The cameras always returned as soon as possible to South America, to shots of Ecuadorians twisting in agony as bone and muscle frantically tried to outrace each other. He wondered if they’d call themselves argos or choose a Spanish name.

He reached the clinic, but the front door was locked. He pressed the doorbell, waited. A plaque next to the door declared the building to be THE PHILIP MAPES MEMORIAL MEDICAL CENTER. Philip had been Rhonda’s husband, if he remembered correctly.

After half a minute he pressed the doorbell again just as a shadow moved behind the glass. He stepped back as Dr. Fraelich worked the keys in the lock and pushed the door open a few inches.

“Is this an emergency, Mr. Martin?”

“Why, are you closed?”

“I’m a little short on staff.” She saw something in his face. “What?”

“Is it Doreen? I was hoping you’d heard from her. Or from Rhonda.”

Dr. Fraelich glanced over his shoulder. “You better come in before the reporters notice. They keep asking for interviews.”

She locked the door behind him, then led him down the hallway.

“I saw you on CNN,” Pax said. “All two seconds.”

“I was hoping no one had seen that.”

“I’ve been watching too much TV,” Pax said. “I couldn’t stop watching. All those people…”
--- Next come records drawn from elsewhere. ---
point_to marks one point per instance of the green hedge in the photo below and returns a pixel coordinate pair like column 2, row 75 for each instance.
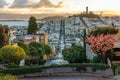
column 118, row 70
column 7, row 77
column 38, row 69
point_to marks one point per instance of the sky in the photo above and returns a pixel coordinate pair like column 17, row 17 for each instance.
column 70, row 5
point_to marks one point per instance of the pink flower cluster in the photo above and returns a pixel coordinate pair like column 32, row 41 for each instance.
column 101, row 44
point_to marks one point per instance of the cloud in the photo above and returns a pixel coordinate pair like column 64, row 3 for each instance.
column 22, row 4
column 44, row 4
column 2, row 3
column 40, row 4
column 62, row 5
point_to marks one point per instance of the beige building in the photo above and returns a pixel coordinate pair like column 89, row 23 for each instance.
column 43, row 37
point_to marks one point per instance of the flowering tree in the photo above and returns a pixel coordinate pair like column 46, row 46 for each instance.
column 101, row 44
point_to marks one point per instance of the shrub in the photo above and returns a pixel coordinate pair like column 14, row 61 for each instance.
column 118, row 70
column 74, row 54
column 24, row 46
column 38, row 69
column 12, row 54
column 7, row 77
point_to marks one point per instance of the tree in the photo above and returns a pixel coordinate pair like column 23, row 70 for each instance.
column 36, row 53
column 12, row 54
column 74, row 54
column 32, row 27
column 101, row 44
column 4, row 38
column 24, row 46
column 47, row 50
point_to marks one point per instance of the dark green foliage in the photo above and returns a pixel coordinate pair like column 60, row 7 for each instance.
column 36, row 54
column 118, row 70
column 74, row 54
column 7, row 77
column 38, row 69
column 12, row 54
column 4, row 38
column 47, row 50
column 24, row 46
column 32, row 27
column 36, row 49
column 104, row 30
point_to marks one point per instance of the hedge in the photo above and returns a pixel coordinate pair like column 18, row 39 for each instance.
column 38, row 69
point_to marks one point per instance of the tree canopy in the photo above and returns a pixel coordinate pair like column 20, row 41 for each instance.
column 4, row 38
column 12, row 54
column 32, row 27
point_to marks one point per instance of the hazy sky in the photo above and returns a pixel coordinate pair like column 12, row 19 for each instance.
column 73, row 4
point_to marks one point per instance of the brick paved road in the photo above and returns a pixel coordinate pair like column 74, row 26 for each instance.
column 77, row 77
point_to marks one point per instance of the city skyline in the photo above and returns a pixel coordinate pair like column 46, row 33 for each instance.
column 64, row 5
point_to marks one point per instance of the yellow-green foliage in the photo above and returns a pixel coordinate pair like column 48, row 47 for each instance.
column 8, row 77
column 12, row 54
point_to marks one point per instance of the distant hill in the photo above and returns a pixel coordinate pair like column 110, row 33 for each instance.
column 16, row 16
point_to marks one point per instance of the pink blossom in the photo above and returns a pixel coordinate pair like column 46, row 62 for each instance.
column 101, row 44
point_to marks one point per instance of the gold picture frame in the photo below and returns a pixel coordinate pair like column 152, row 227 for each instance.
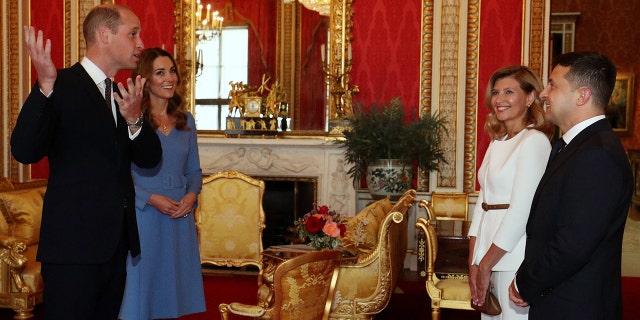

“I thought you looked a little shell-shocked.” She pushed open the office door. The room looked as crowded and messy in daylight as it had that night. He sat on the same chair he’d used before. Dr. Fraelich turned off her computer monitor and sat opposite him, her legs crossed. She wore a wrinkled, French-blue shirt and charcoal slacks. Her black shoes were scuffed at the toe.

“It just seems so much worse than what I remember from the Changes,” Pax said. “Our Changes.”

“It’s a lot more people,” she said.

“Yeah, there’s that. But it’s just that this time I know what’s coming, you know?” He’d seen Deke and Jo and his father transform. He’d watched his mother die. In the space of a few months he’d attended the funerals of dozens of friends and relatives.

“So this is bringing it all back to you. The trauma.”

“What? No.” He shook his head. “Look, I’m not saying it wasn’t terrible. People in Lambert screaming at us, and then when those boys were murdered… but it didn’t wound me for life or anything. I moved on, even if other people couldn’t let it go. A year after it all I’d still catch my cousins looking at me all misty-eyed-oh, the poor boy from Switchcreek.”

“You sound awfully pissed for a guy who’s over it.”

“Well, yeah. It annoyed me. It wasn’t me they should be sorry for-I came through fine. It was like they wanted to feel bad. Like all these reporters, glomming onto us. They want somebody to break down on camera.”

“And clearly that won’t be you,” she said.

He looked up. He could never tell when she was being sarcastic.